Classes begin for students Monday for Tulsa Public Schools, but the teachers and staff are already back to work, preparing for the year ahead.
Thursday, the teachers from all TPS schools heard from the superintendent about the expectations and challenges of the coming year, at the annual convocation for Tulsa Public Schools.
This year, it was broadcast live from Clinton Middle School to TPS high schools, where other teachers were gathered.
The superintendent talked about his concerns over a decline in test scores last year, but also said the district was improving with new initiatives to gauge the effectiveness of teachers and the progress of students.
But Superintendent Keith Ballard was sharply critical of the way both the legislature and the state department of education is handling the money available for education.
"State revenue increased by $650 million—great.
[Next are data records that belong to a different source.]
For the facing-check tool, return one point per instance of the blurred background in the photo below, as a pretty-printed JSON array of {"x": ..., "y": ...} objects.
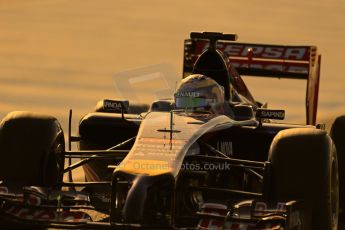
[{"x": 62, "y": 54}]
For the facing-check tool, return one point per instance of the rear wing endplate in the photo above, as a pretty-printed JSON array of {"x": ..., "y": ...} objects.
[{"x": 293, "y": 62}]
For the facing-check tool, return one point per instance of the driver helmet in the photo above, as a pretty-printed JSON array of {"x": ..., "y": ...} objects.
[{"x": 200, "y": 93}]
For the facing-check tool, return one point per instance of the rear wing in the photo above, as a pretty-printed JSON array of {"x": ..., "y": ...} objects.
[{"x": 293, "y": 62}]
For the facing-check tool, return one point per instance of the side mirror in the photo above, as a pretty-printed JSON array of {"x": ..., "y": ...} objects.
[
  {"x": 243, "y": 112},
  {"x": 270, "y": 114}
]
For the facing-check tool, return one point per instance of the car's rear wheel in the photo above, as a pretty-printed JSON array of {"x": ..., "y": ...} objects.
[
  {"x": 305, "y": 167},
  {"x": 31, "y": 147}
]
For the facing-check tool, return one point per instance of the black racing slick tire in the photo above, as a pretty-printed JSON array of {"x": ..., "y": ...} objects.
[
  {"x": 304, "y": 167},
  {"x": 31, "y": 150},
  {"x": 338, "y": 136}
]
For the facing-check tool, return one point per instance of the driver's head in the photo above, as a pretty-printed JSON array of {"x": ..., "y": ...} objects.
[{"x": 200, "y": 93}]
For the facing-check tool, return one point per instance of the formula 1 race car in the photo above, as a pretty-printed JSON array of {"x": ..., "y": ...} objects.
[{"x": 178, "y": 164}]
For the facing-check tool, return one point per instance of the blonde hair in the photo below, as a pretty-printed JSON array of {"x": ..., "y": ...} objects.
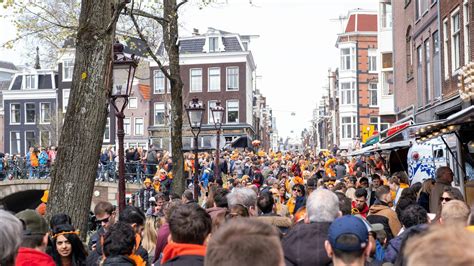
[{"x": 149, "y": 234}]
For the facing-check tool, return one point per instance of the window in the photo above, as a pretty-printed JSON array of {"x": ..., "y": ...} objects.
[
  {"x": 107, "y": 131},
  {"x": 455, "y": 41},
  {"x": 159, "y": 114},
  {"x": 196, "y": 80},
  {"x": 232, "y": 78},
  {"x": 30, "y": 82},
  {"x": 139, "y": 126},
  {"x": 436, "y": 65},
  {"x": 30, "y": 113},
  {"x": 211, "y": 104},
  {"x": 427, "y": 71},
  {"x": 132, "y": 103},
  {"x": 348, "y": 93},
  {"x": 386, "y": 18},
  {"x": 15, "y": 142},
  {"x": 467, "y": 36},
  {"x": 372, "y": 60},
  {"x": 30, "y": 140},
  {"x": 159, "y": 82},
  {"x": 347, "y": 58},
  {"x": 214, "y": 79},
  {"x": 65, "y": 99},
  {"x": 348, "y": 127},
  {"x": 127, "y": 126},
  {"x": 233, "y": 111},
  {"x": 68, "y": 69},
  {"x": 213, "y": 44},
  {"x": 373, "y": 94},
  {"x": 45, "y": 113},
  {"x": 15, "y": 113},
  {"x": 445, "y": 48},
  {"x": 44, "y": 138}
]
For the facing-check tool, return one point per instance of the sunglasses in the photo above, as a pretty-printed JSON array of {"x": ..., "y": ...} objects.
[{"x": 445, "y": 199}]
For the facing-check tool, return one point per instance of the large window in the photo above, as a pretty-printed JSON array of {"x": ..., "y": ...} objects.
[
  {"x": 159, "y": 114},
  {"x": 373, "y": 94},
  {"x": 159, "y": 82},
  {"x": 214, "y": 79},
  {"x": 15, "y": 113},
  {"x": 455, "y": 41},
  {"x": 15, "y": 142},
  {"x": 348, "y": 93},
  {"x": 372, "y": 60},
  {"x": 196, "y": 80},
  {"x": 348, "y": 59},
  {"x": 68, "y": 69},
  {"x": 45, "y": 113},
  {"x": 127, "y": 126},
  {"x": 233, "y": 78},
  {"x": 139, "y": 126},
  {"x": 233, "y": 111},
  {"x": 30, "y": 113}
]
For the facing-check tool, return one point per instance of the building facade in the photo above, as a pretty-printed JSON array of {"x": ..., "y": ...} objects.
[{"x": 215, "y": 66}]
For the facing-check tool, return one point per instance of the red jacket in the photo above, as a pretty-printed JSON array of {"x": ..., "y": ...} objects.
[{"x": 33, "y": 257}]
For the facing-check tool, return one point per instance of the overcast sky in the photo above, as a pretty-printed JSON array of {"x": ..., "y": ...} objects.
[{"x": 293, "y": 53}]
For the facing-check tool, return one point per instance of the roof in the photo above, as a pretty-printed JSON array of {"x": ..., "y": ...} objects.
[
  {"x": 145, "y": 91},
  {"x": 7, "y": 65}
]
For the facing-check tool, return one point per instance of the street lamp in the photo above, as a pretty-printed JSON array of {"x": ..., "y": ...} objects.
[
  {"x": 217, "y": 114},
  {"x": 195, "y": 112},
  {"x": 123, "y": 73}
]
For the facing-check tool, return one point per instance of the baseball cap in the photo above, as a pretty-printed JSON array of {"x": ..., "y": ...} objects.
[
  {"x": 348, "y": 225},
  {"x": 34, "y": 224}
]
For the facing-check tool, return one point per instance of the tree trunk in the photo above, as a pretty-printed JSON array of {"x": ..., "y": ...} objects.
[
  {"x": 170, "y": 37},
  {"x": 73, "y": 177}
]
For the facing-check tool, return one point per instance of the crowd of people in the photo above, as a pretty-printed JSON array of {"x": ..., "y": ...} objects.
[{"x": 262, "y": 209}]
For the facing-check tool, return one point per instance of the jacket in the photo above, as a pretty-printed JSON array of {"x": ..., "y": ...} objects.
[
  {"x": 177, "y": 254},
  {"x": 381, "y": 213},
  {"x": 33, "y": 257},
  {"x": 304, "y": 245}
]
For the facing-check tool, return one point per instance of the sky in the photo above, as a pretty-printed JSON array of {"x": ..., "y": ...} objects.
[{"x": 295, "y": 47}]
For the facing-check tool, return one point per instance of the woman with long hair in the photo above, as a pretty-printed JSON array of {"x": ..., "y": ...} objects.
[{"x": 67, "y": 247}]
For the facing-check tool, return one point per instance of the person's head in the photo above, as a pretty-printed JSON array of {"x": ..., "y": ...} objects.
[
  {"x": 243, "y": 196},
  {"x": 383, "y": 194},
  {"x": 189, "y": 224},
  {"x": 134, "y": 217},
  {"x": 414, "y": 215},
  {"x": 322, "y": 206},
  {"x": 11, "y": 233},
  {"x": 35, "y": 230},
  {"x": 119, "y": 240},
  {"x": 361, "y": 198},
  {"x": 455, "y": 212},
  {"x": 441, "y": 245},
  {"x": 348, "y": 241},
  {"x": 265, "y": 202},
  {"x": 234, "y": 241},
  {"x": 444, "y": 173},
  {"x": 105, "y": 214},
  {"x": 67, "y": 244}
]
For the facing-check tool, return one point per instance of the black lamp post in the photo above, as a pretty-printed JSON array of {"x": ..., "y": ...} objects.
[
  {"x": 217, "y": 113},
  {"x": 123, "y": 73},
  {"x": 195, "y": 112}
]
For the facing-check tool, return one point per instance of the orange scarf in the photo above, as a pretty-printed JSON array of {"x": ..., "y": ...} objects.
[{"x": 180, "y": 249}]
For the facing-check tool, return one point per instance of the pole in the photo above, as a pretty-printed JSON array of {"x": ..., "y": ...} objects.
[
  {"x": 216, "y": 171},
  {"x": 196, "y": 169},
  {"x": 121, "y": 186}
]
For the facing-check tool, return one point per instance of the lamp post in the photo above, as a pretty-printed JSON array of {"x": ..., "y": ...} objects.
[
  {"x": 123, "y": 73},
  {"x": 217, "y": 113},
  {"x": 195, "y": 112}
]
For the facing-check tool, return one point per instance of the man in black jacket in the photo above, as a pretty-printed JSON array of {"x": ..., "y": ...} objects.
[{"x": 304, "y": 243}]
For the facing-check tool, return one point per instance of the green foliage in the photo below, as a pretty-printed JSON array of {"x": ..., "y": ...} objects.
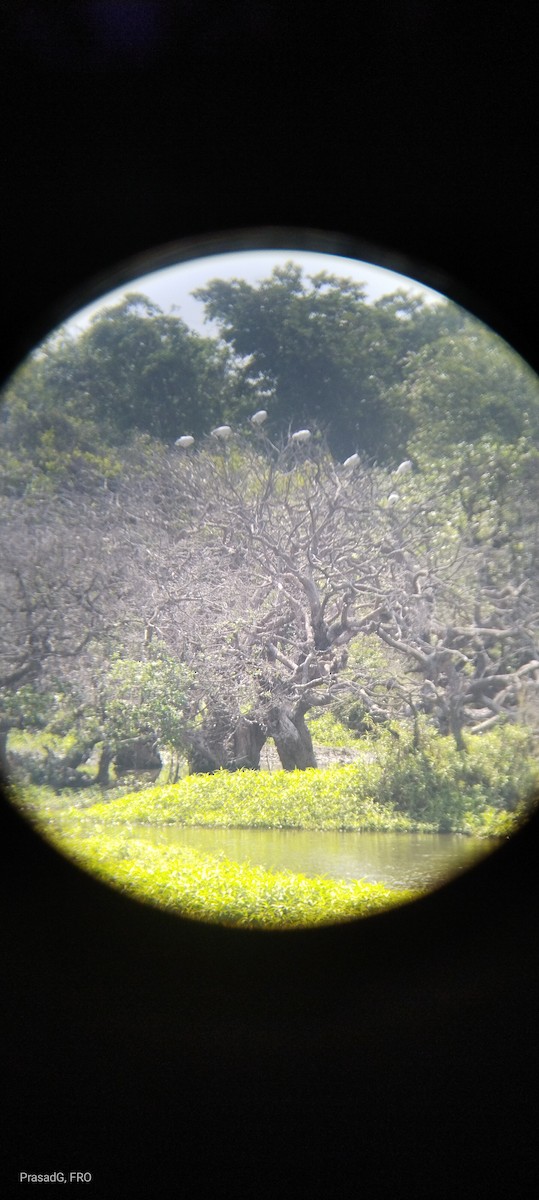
[
  {"x": 327, "y": 730},
  {"x": 207, "y": 887},
  {"x": 437, "y": 784},
  {"x": 336, "y": 798},
  {"x": 144, "y": 696}
]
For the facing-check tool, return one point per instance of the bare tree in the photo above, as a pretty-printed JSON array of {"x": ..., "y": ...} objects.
[{"x": 268, "y": 565}]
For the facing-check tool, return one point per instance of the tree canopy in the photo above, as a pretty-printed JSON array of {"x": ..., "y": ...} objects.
[{"x": 211, "y": 595}]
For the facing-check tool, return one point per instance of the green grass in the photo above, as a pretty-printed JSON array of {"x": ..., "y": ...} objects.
[
  {"x": 209, "y": 887},
  {"x": 335, "y": 798}
]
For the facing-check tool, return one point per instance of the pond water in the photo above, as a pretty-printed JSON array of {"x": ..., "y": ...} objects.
[{"x": 397, "y": 859}]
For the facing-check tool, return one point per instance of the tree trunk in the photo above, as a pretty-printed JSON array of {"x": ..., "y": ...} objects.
[
  {"x": 106, "y": 759},
  {"x": 249, "y": 739},
  {"x": 241, "y": 750},
  {"x": 292, "y": 738}
]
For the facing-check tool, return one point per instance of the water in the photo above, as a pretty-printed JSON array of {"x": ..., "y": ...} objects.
[{"x": 397, "y": 859}]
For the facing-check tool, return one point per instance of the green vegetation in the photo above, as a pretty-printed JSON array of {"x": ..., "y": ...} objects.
[
  {"x": 185, "y": 609},
  {"x": 210, "y": 887}
]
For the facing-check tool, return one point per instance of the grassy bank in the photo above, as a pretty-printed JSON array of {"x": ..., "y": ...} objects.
[
  {"x": 209, "y": 887},
  {"x": 335, "y": 798}
]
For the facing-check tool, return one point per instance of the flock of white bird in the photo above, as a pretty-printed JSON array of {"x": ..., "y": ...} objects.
[{"x": 223, "y": 432}]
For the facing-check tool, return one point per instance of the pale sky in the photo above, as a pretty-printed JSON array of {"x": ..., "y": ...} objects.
[{"x": 169, "y": 287}]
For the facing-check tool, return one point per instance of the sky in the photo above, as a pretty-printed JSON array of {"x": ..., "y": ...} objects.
[{"x": 169, "y": 287}]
Just give us a minuscule amount of that $50 million dollars, through the state aid formula - and I'm the one who came up with the $50 million dollar figure - to replace the stimulus funds that we lost," Ballard said.
As it ended up, Tulsa didn't get the state money but did get almost $2 million from private citizens, to hire teachers. But that doesn't keep up with what's looking like significant increases in enrollment.
Some Tulsa schools are learning they're going to have significantly more students than they were expecting, so students and some teachers could change schools, especially after the 5th day of classes, when the attendance is usually clearer than it is now.